11. New People

3.2K 220 4
                                    

Ed's POV

Aku berjalan menyusuri lorong tanpa tujuan, aku seperti mereka, mayat berjalan itu. Lemah. Tetapi aku harus menemukan Nala, aku tidak bisa meninggalkannya sendirian, aku telah berjanji kepada Stephanie.

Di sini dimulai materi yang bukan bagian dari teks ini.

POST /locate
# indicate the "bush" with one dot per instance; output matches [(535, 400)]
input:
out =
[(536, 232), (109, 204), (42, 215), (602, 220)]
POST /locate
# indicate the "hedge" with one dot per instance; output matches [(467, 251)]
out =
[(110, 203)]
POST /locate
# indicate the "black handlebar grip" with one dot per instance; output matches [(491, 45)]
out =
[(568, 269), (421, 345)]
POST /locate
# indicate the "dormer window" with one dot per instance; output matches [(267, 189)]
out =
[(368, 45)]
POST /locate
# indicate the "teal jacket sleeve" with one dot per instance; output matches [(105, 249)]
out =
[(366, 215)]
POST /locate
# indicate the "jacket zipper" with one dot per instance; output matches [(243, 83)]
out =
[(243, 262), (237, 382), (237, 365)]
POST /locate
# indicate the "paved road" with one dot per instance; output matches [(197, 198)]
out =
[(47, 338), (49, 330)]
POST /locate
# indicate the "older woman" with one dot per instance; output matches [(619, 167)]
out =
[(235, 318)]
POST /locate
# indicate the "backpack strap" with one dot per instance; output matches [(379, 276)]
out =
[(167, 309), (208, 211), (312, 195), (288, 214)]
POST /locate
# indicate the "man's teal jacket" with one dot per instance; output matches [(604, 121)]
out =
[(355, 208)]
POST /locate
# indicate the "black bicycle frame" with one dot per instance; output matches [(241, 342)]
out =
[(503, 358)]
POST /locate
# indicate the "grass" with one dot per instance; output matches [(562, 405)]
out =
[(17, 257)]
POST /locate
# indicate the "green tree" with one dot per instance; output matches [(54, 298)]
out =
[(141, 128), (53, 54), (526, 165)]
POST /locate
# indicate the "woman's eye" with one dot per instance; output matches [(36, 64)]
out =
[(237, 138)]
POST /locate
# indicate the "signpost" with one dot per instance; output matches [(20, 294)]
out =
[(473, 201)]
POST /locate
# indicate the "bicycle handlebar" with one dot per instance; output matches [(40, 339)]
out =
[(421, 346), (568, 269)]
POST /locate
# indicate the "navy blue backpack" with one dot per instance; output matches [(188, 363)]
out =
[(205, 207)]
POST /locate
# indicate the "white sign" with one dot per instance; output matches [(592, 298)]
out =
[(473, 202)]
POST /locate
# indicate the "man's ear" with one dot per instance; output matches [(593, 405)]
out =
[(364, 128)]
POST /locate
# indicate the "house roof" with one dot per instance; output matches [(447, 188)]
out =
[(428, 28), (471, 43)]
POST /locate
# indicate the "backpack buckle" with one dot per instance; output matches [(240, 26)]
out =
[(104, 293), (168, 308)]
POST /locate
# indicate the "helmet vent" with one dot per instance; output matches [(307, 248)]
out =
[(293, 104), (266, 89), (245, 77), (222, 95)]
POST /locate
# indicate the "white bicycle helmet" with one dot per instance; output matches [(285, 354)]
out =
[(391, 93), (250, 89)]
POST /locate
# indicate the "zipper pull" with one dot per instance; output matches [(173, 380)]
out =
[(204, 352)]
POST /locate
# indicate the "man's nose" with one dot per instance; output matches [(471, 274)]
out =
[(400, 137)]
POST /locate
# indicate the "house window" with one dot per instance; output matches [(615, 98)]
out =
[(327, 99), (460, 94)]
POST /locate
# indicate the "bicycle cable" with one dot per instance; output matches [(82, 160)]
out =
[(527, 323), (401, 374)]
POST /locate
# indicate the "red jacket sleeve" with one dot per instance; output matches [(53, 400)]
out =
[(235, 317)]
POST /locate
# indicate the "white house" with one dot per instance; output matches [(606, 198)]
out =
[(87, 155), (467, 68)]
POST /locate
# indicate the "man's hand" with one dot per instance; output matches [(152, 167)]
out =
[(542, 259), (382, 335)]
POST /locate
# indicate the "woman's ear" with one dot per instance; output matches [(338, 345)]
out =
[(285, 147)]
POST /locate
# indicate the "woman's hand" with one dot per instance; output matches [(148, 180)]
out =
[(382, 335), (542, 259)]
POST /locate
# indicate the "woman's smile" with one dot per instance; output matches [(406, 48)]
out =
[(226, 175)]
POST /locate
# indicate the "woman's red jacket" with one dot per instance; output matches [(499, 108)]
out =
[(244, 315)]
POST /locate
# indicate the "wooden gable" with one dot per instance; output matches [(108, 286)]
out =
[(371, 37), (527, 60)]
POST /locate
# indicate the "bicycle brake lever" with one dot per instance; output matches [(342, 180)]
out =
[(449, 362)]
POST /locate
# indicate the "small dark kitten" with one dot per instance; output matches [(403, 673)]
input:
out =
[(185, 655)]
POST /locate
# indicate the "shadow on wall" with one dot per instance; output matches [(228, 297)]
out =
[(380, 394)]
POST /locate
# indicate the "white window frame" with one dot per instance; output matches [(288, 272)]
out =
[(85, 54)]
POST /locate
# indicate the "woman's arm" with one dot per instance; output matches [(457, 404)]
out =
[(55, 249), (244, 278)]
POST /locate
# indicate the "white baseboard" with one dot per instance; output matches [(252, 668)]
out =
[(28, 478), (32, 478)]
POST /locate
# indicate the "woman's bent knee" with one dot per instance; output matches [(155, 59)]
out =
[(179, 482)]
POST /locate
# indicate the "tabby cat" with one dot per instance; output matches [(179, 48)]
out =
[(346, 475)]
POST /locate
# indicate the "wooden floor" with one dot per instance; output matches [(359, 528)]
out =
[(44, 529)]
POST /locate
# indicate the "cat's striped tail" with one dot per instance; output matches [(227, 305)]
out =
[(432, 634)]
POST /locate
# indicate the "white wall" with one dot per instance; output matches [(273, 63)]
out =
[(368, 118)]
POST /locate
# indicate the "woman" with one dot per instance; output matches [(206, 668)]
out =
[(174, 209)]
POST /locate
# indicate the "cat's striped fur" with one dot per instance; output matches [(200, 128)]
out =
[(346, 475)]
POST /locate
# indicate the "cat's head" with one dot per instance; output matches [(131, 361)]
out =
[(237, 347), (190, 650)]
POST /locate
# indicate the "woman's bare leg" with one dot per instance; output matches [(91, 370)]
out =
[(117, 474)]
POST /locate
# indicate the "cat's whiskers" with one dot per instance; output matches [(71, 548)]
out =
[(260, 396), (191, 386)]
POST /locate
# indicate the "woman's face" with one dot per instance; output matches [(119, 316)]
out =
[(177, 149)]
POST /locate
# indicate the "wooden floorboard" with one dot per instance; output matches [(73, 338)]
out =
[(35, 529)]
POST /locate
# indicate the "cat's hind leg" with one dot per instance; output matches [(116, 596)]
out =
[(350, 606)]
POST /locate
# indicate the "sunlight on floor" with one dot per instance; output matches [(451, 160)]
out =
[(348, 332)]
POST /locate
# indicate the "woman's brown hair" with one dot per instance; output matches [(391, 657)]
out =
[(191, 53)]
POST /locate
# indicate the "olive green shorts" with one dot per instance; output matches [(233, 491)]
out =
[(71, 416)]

Tiba-tiba dua orang menodongkan senjata mereka ke arahku, aku mengangkat kedua tanganku dengan senapan masih berada dalam genggamanku.

"Tenanglah...aku tidak akan berbuat macam-macam," ucapku berusaha membuat mereka percaya akan perkataanku. Lagipula aku mengatakan yang sejujurnya.

"Turunkan senjatamu," ucap seorang laki-laki yang sekiranya sebaya denganku. Ia salah satu dari kedua orang itu.

"Baiklah." Dengan perlahan aku berjongkok dan meletakkan senapanku di lantai lalu kembali berdiri dengan kedua tangan yang kembali terangkat.

Kedua orang itu pun menurunkan senapannya juga. Seorang laki-laki dan seorang perempuan. Laki-laki tersebut menggunakan hoodie hitam dengan celana jeans abu-abu dan rambut yang ajaibnya terlihat rapi, sedangkan perempuan yang di sampingnya memakai kaus hitam dan blazer hijau tua dengan rambut hitam pendeknya dikuncir dua dan topi dengan motif loreng di kepalanya.

"Maafkan kami karena telah menodongkan senapan ke arahmu, kami hanya waspada," ucap si laki-laki sambil berjalan menghampiriku yang lalu diikuti si perempuan.

Tak lama kemudian muncul seorang laki-laki lagi, dia terlihat seumuran Nala dengan rambutnya yang berantakan, kaos polo, celana jeans longgar abu-abu, dan senapan di pundaknya.

"Tidak apa-apa, aku mengerti," ujarku.

"Kau bisa ikut bergabung dengan kami, kami punya tempat sementara disini, aman dari para zombie, kita bisa bermalam sampai berhasil menemukan jalan keluar, ada makanan, air bersih, dan sleeping bag," jelas laki-laki itu.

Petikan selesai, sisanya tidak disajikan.